„Kultur ist ein Grundnahrungsmittel, ohne das man nicht lange auskommt“ Lisa Sommerfeldt_Schauspielerin, Schriftstellerin_Bonn 24.5.2020

Wie sieht jetzt Dein Tagesablauf aus?

Es sind ruhige, schöne, produktive Tage. Wie aus der Welt gefallen. Kein frühes Aufstehen, jeder lebt nach seinem Rhythmus, wir bleiben lange wach. Der anfängliche Stress mit dem Homeschooling hat sich gelegt, neue Routinen sind entstanden. Meine Arbeit geht weiter wie vor der Krise, ich habe großes Glück gehabt.

 

 

Was ist jetzt für uns alle besonders wichtig?

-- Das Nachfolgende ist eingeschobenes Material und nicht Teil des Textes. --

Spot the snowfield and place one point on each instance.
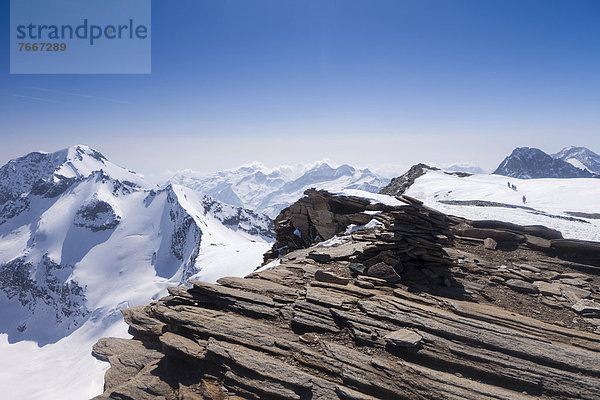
(550, 200)
(82, 238)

Es darf keine Selektion geben. Kein Leben darf gegen ein anderes aufgewogen werden. Wir müssen alles dafür tun, dass es nicht zu Triage-Situationen kommt, in denen Alte und Kranke aussortiert werden. Ich bin für eine langsame, kontrollierte Lockerung der Corona-Maßnahmen. Mit dieser Krise müssen wir umsichtig und kreativ umgehen. Gleichzeitig gilt es, andere Themen nicht aus dem Blick zu verlieren: die Versorgung von Kranken, die kein Corona haben, häusliche Gewalt, die Lage der Flüchtlinge in Griechenland und der Türkei, den Klimawandel und die Frauenquote.

 

Lisa_Sommerfeldt _ Julia Klug

 

Vor einem Aufbruch und Neubeginn werden wir jetzt alle gesellschaftlich und persönlich stehen. Was wird dabei wesentlich sein und welche Rolle kommt dabei dem Theater, der Kunst zu?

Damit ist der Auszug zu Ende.